I do crush so there is more pellets and less air in the tube.  Slows the burn and I close the bottom vents by 1/3 and the top vent by 1/4
My cold smokes are under 50° F or 10° C

You're in Columbia and in the summer season.  What is your temperature?


----------



## cmayna (Jan 3, 2021)

Just thinking..... a mailbox mod with it's exhaust tube up against the weber's lower vent.


----------



## Fueling Around (Jan 3, 2021)

Diane Julie said:


> I think a great pellet tube ins. could help you with that, as it helped me


??


----------



## Jchoyos (Jan 3, 2021)

cmayna said:


> Just thinking..... a mailbox mod with it's exhaust tube up against the weber's lower vent.

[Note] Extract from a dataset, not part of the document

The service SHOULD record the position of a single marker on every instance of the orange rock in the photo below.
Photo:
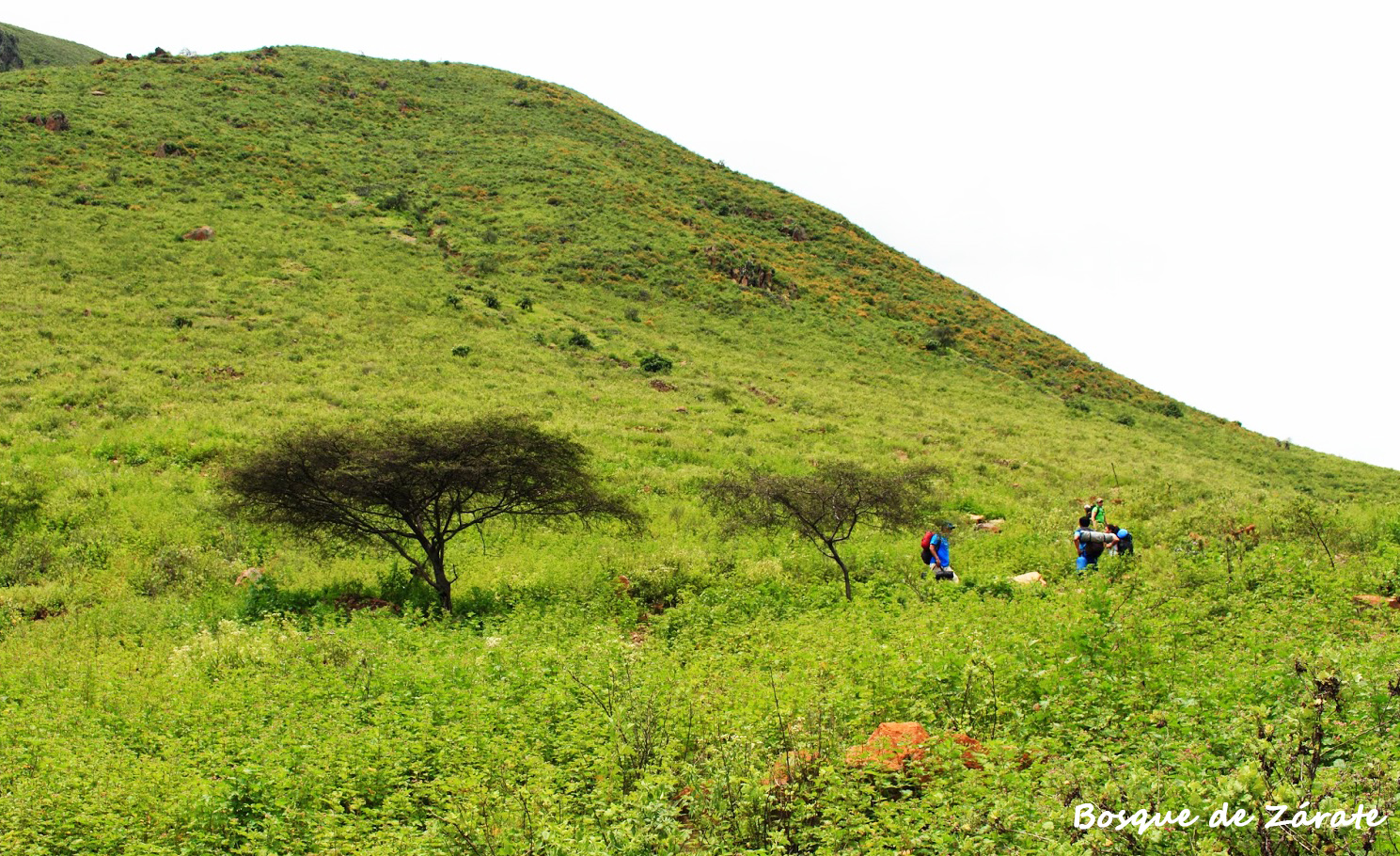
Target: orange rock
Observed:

Pardon my ignorance, I do not know what a mailbox mod is, can you explain? Thanks a lot


----------



## Jchoyos (Jan 3, 2021)

Fueling Around said:


> I cold smoke using a pellet tube (appears the same as yours) and I don't get that much smoke.  Yes, I get that much cloud after lifting the kettle cover, but it goes away.
> I don't make dust from the pellets.  Search dust and you will find the methods people use to wet and pulverize the pellets into a granular dust.
> I do crush so there is more pellets and less air in the tube.  Slows the burn and I close the bottom vents by 1/3 and the top vent by 1/4
> My cold smokes are under 50° F or 10° C
> ...


Hi! Thanks for your answer, I do get lots of smoke coming from the tube, here in Colombia, in my city it varies temperature from 69f to 89 f so it is rather hot, I'll do some tests tomorrow with all that you guys has suggested


----------